Jeder junge männliche Österreicher weiß es aus eigener Erfahrung, sofern er nicht untauglich geschrieben wurde: Der Wehrpflicht entgeht niemand, einzig der Wehrersatzdienst (Zivildienst) ist ein "Ausweg". Und immer wieder erfahren Wehr-Verweigerer auch am eigenen Leib, dass die Nicht-Erfüllung der Pflicht höchast unangenehme Folgen hat. Wer sich seiner Wehrpflicht dauerhaft entziehen will, gilt als Deserteur - und wird entsprechend bestraft. Gerade wieder ereignete sich ein entsprechender Fall: Ein 23-jähriger Tiroler wurde diese Woche wegen Desertion zu einer Geldstrafe von 4.000 Euro verurteilt.

Unerlaubt weg von der Kaserne

Weil der Grundwehrdiener zwölf Tage lang nicht mehr in der Kaserne auftauchte, holte ihn die Militärpolizei ab, das Land Tirol stellte ihn vor Gericht. Der Urteilsspruch: eine unbedingte Geldstrafe von 4.000 Euro. Ein eher ungewöhnliches Ereignis, wie Michael Bauer, Pressesprecher des Verteidigungsministeriums gegenüber derStandard.at einräumt: "Man unterscheidet zwischen unerlaubter Abwesenheit und Desertion. Bestrafungen kommen bei letzterem so gut wie nie vor." 

In die USA abgetaucht

Der letzte in Österreich tatsächlich wegen Desertion zu einer unbedingten Freiheitsstrafe verurteilte Soldat verschwand während des Jugoslawienkriegs 1991 und tauchte in die USA ab. Seit dem wurde keine Strafe mehr nach dem entsprechenden Paragraphen verhängt. "Desertion liegt eigentlich nur dann vor, wenn der Betreffende das Land verlässt, mit seiner Familie und seinen Freunden bricht und quasi verschwindet", erklärt Bauer.

Desertieren hat Folgen

Bestraft wird Desertion nach Paragraph 9 des Militärstrafgesetzes mit einer Freiheitsstrafe von sechs Monaten bis zu fünf Jahren. Milder beurteilt wird dagegen die "unerlaubte Abwesenheit" (Paragraph 8) mit einer Freiheitsstrafe von bis zu sechs Monaten oder einer Geldstrafe bis zu 360 Tagessätzen.
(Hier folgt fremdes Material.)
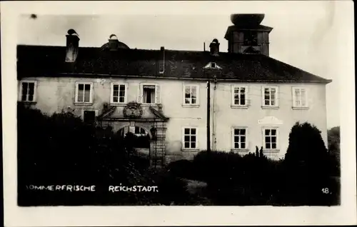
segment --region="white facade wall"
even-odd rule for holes
[[[77,115],[82,115],[83,110],[96,110],[101,113],[104,102],[109,103],[111,83],[127,84],[126,101],[137,101],[139,95],[138,87],[142,83],[160,86],[161,103],[164,114],[170,119],[167,123],[166,155],[173,157],[183,156],[192,157],[200,150],[206,149],[206,82],[203,81],[181,81],[169,79],[85,79],[85,78],[26,78],[24,81],[36,81],[36,107],[44,113],[51,114],[62,109],[71,110]],[[75,104],[76,82],[92,82],[93,104]],[[21,83],[19,83],[19,97]],[[198,105],[183,105],[184,84],[197,85]],[[244,86],[248,91],[248,108],[232,108],[232,86]],[[262,108],[262,87],[276,86],[278,92],[277,109]],[[308,109],[293,109],[293,87],[303,87],[308,91]],[[266,151],[269,157],[283,157],[288,145],[288,134],[296,121],[308,121],[321,131],[322,137],[327,144],[326,85],[323,84],[242,84],[218,82],[211,84],[211,132],[213,149],[230,151],[232,146],[232,128],[245,127],[247,131],[247,149],[246,153],[254,152],[256,146],[263,146],[263,128],[278,128],[278,147],[273,152]],[[20,98],[19,98],[20,99]],[[124,105],[118,106],[121,111]],[[149,111],[144,106],[144,112]],[[144,113],[145,115],[145,113]],[[198,129],[197,149],[183,150],[183,128],[194,127]],[[116,128],[118,129],[118,128]],[[214,135],[214,136],[213,136]]]

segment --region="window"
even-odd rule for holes
[[[264,148],[267,150],[278,149],[278,130],[277,128],[264,128]]]
[[[111,84],[111,103],[126,104],[126,85],[124,84]]]
[[[247,106],[247,87],[232,87],[232,102],[233,106]]]
[[[278,107],[278,87],[263,87],[263,106]]]
[[[197,146],[197,128],[183,128],[183,138],[184,149],[196,149]]]
[[[89,123],[94,123],[96,121],[96,111],[83,111],[83,121]]]
[[[76,86],[76,103],[91,104],[93,83],[79,82]]]
[[[192,106],[198,105],[198,91],[199,86],[198,85],[183,86],[183,104]]]
[[[246,31],[243,32],[244,45],[257,46],[258,45],[258,32],[253,31]]]
[[[157,84],[141,84],[139,102],[146,104],[160,104],[160,86]]]
[[[203,69],[221,69],[222,68],[220,67],[216,62],[209,62],[208,64],[206,64]]]
[[[36,81],[21,81],[20,89],[20,99],[21,101],[35,101]]]
[[[233,129],[233,149],[246,149],[247,140],[246,128],[234,128]]]
[[[303,88],[293,88],[293,107],[308,107],[307,91]]]

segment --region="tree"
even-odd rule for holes
[[[323,205],[328,187],[330,159],[321,131],[307,122],[297,122],[289,134],[283,161],[285,200],[296,205]]]
[[[333,159],[335,174],[340,175],[340,126],[333,127],[327,131],[328,153]]]

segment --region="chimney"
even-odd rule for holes
[[[79,37],[78,34],[74,29],[69,29],[67,31],[66,37],[66,62],[74,62],[78,56],[79,49]]]
[[[118,40],[118,37],[115,34],[111,34],[109,36],[109,50],[110,51],[117,51],[119,47],[119,41]]]
[[[210,52],[212,56],[218,56],[219,43],[217,39],[214,39],[209,44]]]

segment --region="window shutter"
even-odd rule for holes
[[[276,87],[276,106],[279,106],[279,88]]]
[[[89,102],[93,103],[93,96],[94,94],[94,85],[91,84],[91,90],[89,91]]]
[[[143,85],[141,84],[138,86],[138,103],[143,103]]]
[[[200,86],[197,85],[196,86],[196,104],[199,105],[200,104]]]
[[[156,92],[156,94],[155,94],[155,98],[156,98],[155,103],[156,104],[161,104],[161,95],[160,95],[160,93],[161,93],[160,85],[156,84],[155,86],[155,92]]]
[[[246,105],[251,106],[251,99],[249,99],[249,94],[251,93],[251,86],[247,86],[246,87]]]
[[[129,85],[128,84],[125,84],[124,102],[126,104],[128,103],[128,91],[129,91]]]
[[[231,86],[231,105],[234,105],[234,85]]]
[[[114,92],[114,83],[111,83],[111,89],[110,89],[110,93],[111,93],[111,95],[110,95],[110,101],[109,103],[111,104],[113,103],[113,93]]]
[[[76,83],[76,91],[74,93],[74,102],[78,102],[78,85],[79,85],[79,84]]]
[[[292,88],[291,94],[293,96],[293,106],[295,106],[295,104],[296,104],[296,97],[295,96],[295,88]]]
[[[199,148],[199,141],[198,141],[198,128],[196,128],[196,148],[198,149]]]
[[[264,86],[261,86],[261,106],[265,106],[265,102],[264,102]]]

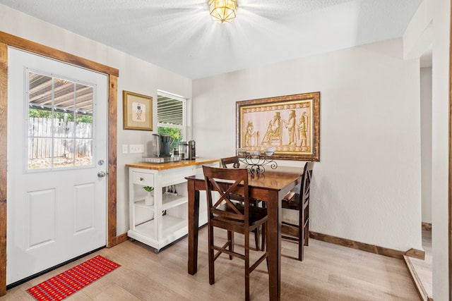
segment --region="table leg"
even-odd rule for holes
[[[278,192],[272,192],[267,202],[267,247],[270,300],[281,297],[281,202]]]
[[[198,271],[198,231],[199,228],[199,191],[195,190],[194,180],[189,180],[189,274]]]

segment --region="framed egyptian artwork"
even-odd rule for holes
[[[240,152],[271,149],[275,159],[320,161],[320,92],[236,102]]]
[[[153,98],[129,91],[122,92],[124,130],[153,130]]]

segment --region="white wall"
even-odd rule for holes
[[[402,55],[398,39],[195,80],[197,152],[234,154],[236,102],[320,91],[310,230],[421,249],[419,59]]]
[[[432,223],[432,67],[421,75],[421,183],[422,222]]]
[[[154,128],[156,130],[157,90],[191,98],[191,80],[42,22],[3,4],[0,4],[0,31],[119,70],[117,149],[117,233],[125,233],[129,230],[129,191],[126,187],[128,173],[124,166],[129,163],[138,162],[143,154],[122,154],[121,145],[143,144],[145,146],[147,142],[152,140],[152,132],[122,129],[122,91],[127,90],[153,97]]]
Wer das erste mal desertiert, wird ebenso milder bestraft - für ihn gelten die Strafdrohungen der unerlaubten Abwesenheit.

Sechs Monate bis fünf Jahre

Offensichtlich war im aktuellen Fall für die Verurteilung wegen Desertion ausschlaggebend, dass der Mann vor Gericht angegeben hatte, sein Plan sei es, niemals wieder in die Kaserne zurückzukehren. "Er hat sich dem Dienst vorsätzlich entzogen und da es in Österreich nunmal die Wehrpflicht gibt, wird das auch geahndet", sagt Peter Barthou aus dem Verteidigungsministerium im Gespräch mit derStandard.at.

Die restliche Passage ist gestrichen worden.